You are viewing a plain text version of this content. The canonical link for it is here.

Posted to user@spark.apache.org by 喜之郎 <25...@qq.com> on 2016/05/20 11:17:27 UTC

Spark.default.parallelism can not set reduce number

Hi all.
I set Spark.default.parallelism equals 20 in spark-default.conf.
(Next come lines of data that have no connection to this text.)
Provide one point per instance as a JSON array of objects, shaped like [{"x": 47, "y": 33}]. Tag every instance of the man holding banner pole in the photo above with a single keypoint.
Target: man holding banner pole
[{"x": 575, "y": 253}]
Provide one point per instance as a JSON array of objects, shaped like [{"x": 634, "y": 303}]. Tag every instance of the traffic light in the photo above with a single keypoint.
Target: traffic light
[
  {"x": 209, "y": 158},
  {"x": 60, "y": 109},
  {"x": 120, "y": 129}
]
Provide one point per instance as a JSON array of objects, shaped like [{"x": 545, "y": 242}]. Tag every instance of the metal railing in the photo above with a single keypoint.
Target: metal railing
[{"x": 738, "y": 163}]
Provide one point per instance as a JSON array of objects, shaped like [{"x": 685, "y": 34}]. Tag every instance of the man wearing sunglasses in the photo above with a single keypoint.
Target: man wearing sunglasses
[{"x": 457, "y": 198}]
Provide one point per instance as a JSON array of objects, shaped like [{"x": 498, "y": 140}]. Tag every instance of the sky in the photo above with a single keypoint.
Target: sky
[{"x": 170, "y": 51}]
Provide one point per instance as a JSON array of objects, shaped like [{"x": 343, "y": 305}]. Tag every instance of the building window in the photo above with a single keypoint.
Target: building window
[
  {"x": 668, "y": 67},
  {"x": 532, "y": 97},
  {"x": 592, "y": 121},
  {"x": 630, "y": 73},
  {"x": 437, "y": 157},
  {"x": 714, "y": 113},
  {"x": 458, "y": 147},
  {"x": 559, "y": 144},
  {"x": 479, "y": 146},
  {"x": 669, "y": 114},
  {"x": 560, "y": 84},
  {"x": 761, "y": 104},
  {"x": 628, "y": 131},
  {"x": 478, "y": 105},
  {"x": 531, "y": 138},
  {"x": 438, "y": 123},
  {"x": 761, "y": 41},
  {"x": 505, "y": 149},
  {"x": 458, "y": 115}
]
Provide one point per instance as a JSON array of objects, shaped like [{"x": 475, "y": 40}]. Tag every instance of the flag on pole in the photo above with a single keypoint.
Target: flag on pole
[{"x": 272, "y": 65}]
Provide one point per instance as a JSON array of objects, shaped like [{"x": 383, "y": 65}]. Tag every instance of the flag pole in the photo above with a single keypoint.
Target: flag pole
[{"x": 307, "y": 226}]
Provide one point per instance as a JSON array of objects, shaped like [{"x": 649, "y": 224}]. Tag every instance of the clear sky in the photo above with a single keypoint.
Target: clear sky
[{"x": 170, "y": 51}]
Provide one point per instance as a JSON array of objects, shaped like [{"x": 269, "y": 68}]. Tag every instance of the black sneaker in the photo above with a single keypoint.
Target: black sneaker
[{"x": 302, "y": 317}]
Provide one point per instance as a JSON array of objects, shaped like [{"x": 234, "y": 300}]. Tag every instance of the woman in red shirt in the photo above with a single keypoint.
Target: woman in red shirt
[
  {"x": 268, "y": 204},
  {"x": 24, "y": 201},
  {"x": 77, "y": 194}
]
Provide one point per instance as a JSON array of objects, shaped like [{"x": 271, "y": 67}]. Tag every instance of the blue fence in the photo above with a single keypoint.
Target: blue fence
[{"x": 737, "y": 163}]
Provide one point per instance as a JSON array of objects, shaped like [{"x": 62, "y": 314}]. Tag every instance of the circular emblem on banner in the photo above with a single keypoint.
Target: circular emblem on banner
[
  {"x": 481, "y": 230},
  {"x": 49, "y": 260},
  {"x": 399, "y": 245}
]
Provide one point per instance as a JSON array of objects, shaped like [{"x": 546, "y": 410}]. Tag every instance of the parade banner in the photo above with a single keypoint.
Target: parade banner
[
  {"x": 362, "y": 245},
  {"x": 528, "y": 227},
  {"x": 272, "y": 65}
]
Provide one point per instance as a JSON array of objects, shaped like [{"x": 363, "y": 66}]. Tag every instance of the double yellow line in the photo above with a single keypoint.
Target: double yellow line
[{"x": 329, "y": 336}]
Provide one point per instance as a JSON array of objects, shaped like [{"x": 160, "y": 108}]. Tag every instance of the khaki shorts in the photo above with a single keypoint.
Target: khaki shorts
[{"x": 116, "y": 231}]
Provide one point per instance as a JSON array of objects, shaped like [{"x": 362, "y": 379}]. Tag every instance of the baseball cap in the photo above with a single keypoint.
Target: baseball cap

And send this file to all nodes.
But I found reduce number is still default value,200.
Does anyone else encouter this problem? can anyone give some advice?


############
[Stage 9:>                                                        (0 + 0) / 200]
[Stage 9:>                                                        (0 + 2) / 200]
[Stage 9:>                                                        (1 + 2) / 200]
[Stage 9:>                                                        (2 + 2) / 200]
#######


And this results in many empty files.Because my data is little, only some of the 200 files have data.
#######
 2016-05-20 17:01 /warehouse/dmpv3.db/datafile/tmp/output/userprofile/20160519/part-00000
 2016-05-20 17:01 /warehouse/dmpv3.db/datafile/tmp/output/userprofile/20160519/part-00001
 2016-05-20 17:01 /warehouse/dmpv3.db/datafile/tmp/output/userprofile/20160519/part-00002
 2016-05-20 17:01 /warehouse/dmpv3.db/datafile/tmp/output/userprofile/20160519/part-00003
 2016-05-20 17:01 /warehouse/dmpv3.db/datafile/tmp/output/userprofile/20160519/part-00004
 2016-05-20 17:01 /warehouse/dmpv3.db/datafile/tmp/output/userprofile/20160519/part-00005
########

Re: Spark.default.parallelism can not set reduce number

Posted by Takeshi Yamamuro <li...@gmail.com>.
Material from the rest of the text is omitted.